Meantime the New York train, after panting and snorting several times to give notice that the twenty minutes were about up, suddenly puffed and rumbled its way out from the depot, and left Ester obeying orders, that is, sitting in the corner where she had been placed by Mr. Newton—being still outwardly, but there was in her heart a perfect storm of vexation. "This comes of mother's absurd fussiness in insisting upon putting me in Mr. Newton's care, instead of letting me travel alone, as I wanted to," she fumed to herself. "Now we shall not get into New York until after six o'clock! How provoking!"

"How provoking this is!" Mr. Newton exclaimed, re-echoing her thoughts as he bustled in, red with haste and heat, and stood penitently before her. "I hadn't the least idea it would take so long to go to the post-office. I am very sorry!"
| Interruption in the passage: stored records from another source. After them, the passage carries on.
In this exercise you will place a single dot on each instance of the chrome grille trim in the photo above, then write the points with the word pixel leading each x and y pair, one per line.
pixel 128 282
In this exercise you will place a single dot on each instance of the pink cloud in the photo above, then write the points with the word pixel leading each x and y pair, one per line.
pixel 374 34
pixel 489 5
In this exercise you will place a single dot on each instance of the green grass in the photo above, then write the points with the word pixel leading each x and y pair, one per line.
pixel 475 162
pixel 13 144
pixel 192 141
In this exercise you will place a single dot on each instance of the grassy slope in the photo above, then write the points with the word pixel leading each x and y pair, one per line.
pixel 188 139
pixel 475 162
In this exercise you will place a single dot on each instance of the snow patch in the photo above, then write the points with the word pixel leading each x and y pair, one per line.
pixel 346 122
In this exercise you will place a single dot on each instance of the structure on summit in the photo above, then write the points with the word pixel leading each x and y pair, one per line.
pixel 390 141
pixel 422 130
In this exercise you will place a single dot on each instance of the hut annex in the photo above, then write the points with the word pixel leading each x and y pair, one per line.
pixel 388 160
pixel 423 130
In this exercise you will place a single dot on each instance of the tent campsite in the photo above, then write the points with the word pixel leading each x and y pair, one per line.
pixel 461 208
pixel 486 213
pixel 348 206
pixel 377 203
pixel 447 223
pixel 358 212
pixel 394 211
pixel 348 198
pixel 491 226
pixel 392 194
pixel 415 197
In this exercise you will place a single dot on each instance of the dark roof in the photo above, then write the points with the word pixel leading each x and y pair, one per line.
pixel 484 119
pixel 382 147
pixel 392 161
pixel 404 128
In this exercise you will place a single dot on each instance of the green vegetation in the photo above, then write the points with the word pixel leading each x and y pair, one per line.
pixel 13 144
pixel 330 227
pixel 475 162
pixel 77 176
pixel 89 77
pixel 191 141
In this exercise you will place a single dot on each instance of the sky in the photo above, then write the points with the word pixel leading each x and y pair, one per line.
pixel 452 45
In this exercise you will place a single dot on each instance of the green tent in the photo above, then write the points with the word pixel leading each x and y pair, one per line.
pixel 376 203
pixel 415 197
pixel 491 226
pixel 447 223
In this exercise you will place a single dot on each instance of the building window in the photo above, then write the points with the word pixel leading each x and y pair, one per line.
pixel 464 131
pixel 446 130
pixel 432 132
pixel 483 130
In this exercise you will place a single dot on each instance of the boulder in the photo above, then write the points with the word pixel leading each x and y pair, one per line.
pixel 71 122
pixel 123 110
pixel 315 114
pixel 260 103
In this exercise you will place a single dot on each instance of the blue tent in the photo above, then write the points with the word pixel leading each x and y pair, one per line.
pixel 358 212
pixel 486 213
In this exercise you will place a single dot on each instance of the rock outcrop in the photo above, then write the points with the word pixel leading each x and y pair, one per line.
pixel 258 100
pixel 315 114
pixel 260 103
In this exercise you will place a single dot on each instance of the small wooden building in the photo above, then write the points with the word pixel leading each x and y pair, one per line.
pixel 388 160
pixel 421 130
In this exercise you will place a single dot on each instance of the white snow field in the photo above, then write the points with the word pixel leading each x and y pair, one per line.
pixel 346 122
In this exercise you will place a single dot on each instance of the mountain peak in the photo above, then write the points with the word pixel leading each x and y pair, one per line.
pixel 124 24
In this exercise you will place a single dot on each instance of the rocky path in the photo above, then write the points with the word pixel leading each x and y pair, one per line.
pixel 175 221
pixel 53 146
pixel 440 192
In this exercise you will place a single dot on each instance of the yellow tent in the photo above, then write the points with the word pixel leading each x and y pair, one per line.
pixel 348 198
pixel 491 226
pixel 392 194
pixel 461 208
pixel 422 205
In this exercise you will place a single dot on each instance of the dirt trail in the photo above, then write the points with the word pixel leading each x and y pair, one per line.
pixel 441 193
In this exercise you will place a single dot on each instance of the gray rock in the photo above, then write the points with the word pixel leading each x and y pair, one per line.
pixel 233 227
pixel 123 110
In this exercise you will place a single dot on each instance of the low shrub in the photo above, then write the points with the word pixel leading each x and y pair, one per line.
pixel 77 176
"Well," he continued, recovering his good humor, notwithstanding Ester's provoking silence, "what can't be cured must be endured, Miss Ester; and it isn't as bad as it might be, either. We've only to wait an hour and a quarter. I've some errands to do, and I'll show you the city with pleasure; or would you prefer sitting here and looking around you?"

"I should decidedly prefer not running the chance of missing the next train," Ester answered very shortly. "So I think it will be wiser to stay where I am."

In truth Mr. Newton endured the results of his own carelessness with too much complacency to suit Ester's state of mind; but he took no notice of her broadly-given hint further than to assure her that she need give herself no uneasiness on that score; he should certainly be on time. Then he went off, looking immensely relieved; for Mr. Newton frankly confessed to himself that he did not know how to take care of a lady. "If she were a parcel of goods now that one could get stored or checked, and knew that she would come on all right, why—but a lady. I'm not used to it. How easily I could have caught that train, if I hadn't been obliged to run back after her; but, bless me, I wouldn't have her know that for the world." This he said meditatively as he walked down South Street.

The New York train had carried away the greater portion of the throng at the depot, so that Ester and the dozen or twenty people who occupied the great sitting-room with her, had comparative quiet. The wearer of the condemned brown silk and blue ribbons was still there, and awoke Ester's vexation still further by seeming utterly unable to keep herself quiet; she fluttered from seat to seat, and from window to window, like an uneasy bird in a cage. Presently she addressed Ester in a bright little tone: "Doesn't it bore you dreadfully to wait in a depot?"

"Yes," said Ester, briefly and truthfully, notwithstanding the fact that she was having her first experience in that boredom.